Because of the unusual nature of the HET, on a given night an object may be visible for at most a few hours. Thus, if an experiment requires several hours of integration this may have to be spread over multiple visits. In addition, if several targets are close together on the sky then only one of those objects might be observable at a time and the PI must be aware of the total number of visits that can be achieved at a given location on the sky. To assist with this we have created a feasibility calculator located on the Object Observability page. Using this calculator will allow the PI to see how many visits may be completed given their partner share, weather losses and observing constraints (transparency and seeing). If a the PI finds that the number of possible visits they need in a specific part of the sky is within a factor of 2 of the requested visits or if the number of possible visits is less than 10 the PI should ask for high priority time for that target. If the number of possible visits for all of their targets in a specific part of the sky greatly exceeds the number of requested visits then lower priority time could be used.
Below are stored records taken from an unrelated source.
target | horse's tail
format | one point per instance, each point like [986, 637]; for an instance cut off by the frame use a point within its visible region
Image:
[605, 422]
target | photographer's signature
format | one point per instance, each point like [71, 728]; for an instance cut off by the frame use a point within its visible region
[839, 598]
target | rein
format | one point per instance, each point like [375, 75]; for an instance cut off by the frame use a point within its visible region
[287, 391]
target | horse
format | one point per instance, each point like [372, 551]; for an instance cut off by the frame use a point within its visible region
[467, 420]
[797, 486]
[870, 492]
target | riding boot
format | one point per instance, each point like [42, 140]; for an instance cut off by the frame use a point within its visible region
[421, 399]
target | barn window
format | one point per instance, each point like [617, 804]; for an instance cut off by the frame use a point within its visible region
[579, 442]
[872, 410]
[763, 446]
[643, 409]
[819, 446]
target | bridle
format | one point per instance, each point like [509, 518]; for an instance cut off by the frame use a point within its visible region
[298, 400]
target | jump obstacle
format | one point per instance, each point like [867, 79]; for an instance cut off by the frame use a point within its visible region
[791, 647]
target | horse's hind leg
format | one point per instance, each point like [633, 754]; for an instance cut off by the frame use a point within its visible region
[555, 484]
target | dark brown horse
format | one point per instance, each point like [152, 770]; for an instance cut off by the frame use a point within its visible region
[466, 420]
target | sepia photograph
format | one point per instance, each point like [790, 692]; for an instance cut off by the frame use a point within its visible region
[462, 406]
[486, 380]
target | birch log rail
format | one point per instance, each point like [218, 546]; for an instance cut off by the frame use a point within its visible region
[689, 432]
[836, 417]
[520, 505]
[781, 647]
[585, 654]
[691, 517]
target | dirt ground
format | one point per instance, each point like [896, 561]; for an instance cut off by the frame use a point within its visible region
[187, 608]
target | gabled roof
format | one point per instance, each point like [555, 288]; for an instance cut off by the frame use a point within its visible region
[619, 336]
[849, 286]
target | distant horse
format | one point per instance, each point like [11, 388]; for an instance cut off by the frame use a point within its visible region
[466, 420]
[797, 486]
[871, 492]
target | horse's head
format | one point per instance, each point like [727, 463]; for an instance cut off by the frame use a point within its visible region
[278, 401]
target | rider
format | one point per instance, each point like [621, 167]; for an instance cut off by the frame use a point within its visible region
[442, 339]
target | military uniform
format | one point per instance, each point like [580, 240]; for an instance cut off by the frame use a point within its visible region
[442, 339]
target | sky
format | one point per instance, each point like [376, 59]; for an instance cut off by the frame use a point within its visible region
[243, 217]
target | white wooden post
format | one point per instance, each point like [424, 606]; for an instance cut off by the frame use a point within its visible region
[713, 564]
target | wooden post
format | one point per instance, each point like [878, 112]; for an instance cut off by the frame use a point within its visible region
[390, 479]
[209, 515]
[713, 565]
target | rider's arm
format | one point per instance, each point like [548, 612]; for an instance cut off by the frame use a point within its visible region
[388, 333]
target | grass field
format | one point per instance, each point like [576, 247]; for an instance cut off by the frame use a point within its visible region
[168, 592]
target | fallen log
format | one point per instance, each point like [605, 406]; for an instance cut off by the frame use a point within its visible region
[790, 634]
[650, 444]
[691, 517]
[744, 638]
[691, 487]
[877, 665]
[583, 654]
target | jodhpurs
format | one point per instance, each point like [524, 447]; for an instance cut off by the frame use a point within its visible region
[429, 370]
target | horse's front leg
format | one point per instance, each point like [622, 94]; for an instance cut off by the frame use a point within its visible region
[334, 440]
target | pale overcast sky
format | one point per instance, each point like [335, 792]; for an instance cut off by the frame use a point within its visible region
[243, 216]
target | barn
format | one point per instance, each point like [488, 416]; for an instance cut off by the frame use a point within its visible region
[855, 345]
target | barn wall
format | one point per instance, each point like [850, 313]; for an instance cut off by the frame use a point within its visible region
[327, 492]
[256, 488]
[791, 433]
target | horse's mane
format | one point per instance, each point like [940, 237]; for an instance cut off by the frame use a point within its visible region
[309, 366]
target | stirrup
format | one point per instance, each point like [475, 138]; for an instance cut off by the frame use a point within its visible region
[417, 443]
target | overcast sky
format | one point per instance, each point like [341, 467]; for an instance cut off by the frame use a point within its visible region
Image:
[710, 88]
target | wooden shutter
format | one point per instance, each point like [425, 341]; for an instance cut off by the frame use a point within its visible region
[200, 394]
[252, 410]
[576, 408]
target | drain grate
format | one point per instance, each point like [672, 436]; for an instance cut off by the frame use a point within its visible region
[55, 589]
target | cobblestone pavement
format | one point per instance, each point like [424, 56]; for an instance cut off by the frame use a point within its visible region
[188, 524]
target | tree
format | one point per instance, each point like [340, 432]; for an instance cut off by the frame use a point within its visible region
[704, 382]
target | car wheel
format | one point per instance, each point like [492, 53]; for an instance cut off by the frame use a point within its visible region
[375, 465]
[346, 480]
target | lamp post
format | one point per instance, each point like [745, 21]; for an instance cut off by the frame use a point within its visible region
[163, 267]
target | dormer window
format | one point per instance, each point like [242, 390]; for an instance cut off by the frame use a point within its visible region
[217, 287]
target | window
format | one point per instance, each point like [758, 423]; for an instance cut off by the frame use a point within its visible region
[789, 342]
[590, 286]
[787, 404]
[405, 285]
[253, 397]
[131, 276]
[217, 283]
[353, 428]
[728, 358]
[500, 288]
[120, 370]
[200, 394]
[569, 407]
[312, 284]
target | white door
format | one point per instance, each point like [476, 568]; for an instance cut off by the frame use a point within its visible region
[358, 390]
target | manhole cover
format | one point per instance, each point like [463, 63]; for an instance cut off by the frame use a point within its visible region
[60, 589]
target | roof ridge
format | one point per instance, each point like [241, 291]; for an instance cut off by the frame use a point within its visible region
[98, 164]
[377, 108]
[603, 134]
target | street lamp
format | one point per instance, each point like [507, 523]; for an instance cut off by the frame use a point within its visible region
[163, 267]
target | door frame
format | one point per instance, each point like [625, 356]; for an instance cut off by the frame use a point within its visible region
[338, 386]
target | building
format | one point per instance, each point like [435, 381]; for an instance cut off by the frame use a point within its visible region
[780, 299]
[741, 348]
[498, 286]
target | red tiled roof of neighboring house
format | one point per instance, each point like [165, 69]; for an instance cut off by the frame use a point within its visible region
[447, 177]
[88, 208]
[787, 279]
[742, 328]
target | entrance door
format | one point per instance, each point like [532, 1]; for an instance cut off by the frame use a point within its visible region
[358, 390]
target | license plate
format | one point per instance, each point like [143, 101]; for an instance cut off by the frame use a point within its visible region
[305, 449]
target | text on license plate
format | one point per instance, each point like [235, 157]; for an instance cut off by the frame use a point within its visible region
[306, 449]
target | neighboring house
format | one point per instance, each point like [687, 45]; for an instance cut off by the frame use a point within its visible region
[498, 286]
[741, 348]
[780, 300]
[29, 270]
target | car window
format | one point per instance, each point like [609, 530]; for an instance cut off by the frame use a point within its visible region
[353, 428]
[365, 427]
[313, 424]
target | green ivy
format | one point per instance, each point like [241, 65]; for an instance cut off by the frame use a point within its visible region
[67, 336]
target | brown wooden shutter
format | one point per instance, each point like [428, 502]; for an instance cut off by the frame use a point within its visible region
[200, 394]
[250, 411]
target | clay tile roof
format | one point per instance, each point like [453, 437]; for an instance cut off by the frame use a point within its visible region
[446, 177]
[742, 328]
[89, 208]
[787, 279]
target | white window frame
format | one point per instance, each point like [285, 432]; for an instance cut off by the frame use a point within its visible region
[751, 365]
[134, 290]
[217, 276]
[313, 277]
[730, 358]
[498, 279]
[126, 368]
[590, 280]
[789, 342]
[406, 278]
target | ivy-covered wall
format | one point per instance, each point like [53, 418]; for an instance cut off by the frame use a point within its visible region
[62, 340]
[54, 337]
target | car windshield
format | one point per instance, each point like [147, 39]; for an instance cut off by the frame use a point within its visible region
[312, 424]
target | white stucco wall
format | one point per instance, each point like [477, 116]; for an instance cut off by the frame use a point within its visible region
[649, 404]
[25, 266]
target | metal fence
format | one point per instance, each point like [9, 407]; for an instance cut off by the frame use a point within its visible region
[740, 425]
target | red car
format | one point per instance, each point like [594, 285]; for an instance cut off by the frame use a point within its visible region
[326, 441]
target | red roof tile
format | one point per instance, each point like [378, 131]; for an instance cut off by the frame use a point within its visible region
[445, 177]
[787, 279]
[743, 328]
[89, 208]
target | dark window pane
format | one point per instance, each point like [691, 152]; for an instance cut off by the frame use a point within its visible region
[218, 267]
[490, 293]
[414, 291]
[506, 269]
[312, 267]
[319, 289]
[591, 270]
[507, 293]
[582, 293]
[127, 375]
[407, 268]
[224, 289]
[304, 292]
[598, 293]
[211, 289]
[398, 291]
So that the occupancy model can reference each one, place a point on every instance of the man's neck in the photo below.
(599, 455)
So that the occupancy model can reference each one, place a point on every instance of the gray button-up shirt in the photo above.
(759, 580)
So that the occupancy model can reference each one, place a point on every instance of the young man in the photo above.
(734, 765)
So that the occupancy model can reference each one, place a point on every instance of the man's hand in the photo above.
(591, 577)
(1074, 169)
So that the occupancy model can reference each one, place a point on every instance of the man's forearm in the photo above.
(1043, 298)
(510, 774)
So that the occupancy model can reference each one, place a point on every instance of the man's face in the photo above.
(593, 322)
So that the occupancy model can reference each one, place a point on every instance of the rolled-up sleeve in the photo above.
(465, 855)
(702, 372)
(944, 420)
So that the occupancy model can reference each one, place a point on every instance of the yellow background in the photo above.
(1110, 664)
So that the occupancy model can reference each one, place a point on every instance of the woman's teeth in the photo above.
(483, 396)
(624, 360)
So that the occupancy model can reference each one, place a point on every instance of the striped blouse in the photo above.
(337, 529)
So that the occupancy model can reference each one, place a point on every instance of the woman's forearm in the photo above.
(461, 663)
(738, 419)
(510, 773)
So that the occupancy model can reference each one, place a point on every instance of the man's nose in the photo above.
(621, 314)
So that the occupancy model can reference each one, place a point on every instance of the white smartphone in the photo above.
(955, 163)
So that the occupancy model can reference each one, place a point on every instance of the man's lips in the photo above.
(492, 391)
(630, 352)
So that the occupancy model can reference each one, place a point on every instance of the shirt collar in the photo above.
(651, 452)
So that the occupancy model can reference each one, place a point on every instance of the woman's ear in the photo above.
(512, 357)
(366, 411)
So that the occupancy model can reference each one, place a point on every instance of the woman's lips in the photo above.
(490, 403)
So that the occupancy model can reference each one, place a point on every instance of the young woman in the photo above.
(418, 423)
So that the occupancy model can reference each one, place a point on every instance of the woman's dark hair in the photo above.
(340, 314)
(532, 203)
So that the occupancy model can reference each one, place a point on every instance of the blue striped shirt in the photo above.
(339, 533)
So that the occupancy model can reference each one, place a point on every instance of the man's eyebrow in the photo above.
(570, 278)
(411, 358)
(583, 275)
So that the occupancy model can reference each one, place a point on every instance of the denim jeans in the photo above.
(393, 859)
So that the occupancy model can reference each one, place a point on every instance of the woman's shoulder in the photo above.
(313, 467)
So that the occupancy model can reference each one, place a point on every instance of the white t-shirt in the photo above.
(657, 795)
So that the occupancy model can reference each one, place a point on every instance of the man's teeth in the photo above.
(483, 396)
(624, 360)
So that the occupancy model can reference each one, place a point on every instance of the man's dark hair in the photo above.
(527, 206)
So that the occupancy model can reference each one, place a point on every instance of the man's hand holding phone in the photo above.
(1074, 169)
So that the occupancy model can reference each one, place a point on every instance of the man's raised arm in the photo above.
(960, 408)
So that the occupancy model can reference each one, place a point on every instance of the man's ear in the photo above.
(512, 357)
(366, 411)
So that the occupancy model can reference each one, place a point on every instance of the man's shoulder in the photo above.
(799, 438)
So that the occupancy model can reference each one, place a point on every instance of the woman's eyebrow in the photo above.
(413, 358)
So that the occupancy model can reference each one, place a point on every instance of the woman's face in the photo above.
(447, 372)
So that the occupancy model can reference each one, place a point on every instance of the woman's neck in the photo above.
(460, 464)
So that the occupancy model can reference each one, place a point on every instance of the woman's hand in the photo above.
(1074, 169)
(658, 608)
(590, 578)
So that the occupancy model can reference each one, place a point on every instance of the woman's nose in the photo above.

- observing with IFU on an Alt Az telescope
The HET observes with the orientation of the instruments at a fixed angle during a single trajectory. This angle is equal to the paralactic angle at the center of the trajectory. This angle can be pre-computed using our calculator located on the Object Observability page. This is of particular importance if the object of interest is not a single point source and is going to be centered on the LRS2 IFU or VIRUS IFUs. For this type of observation the orientation of the object will be different for an East track than for a West track, thus it would not be possible to simply co-add observations taken in the East with those taken in the West. As such special planning for the observations must be made and this might impact the project feasibility and the number of possible tracks over which an observation set might be made. When completing a Phase II a PI can make a special grouping type called a "pool" which will allow a target to be observed in either the West or the East.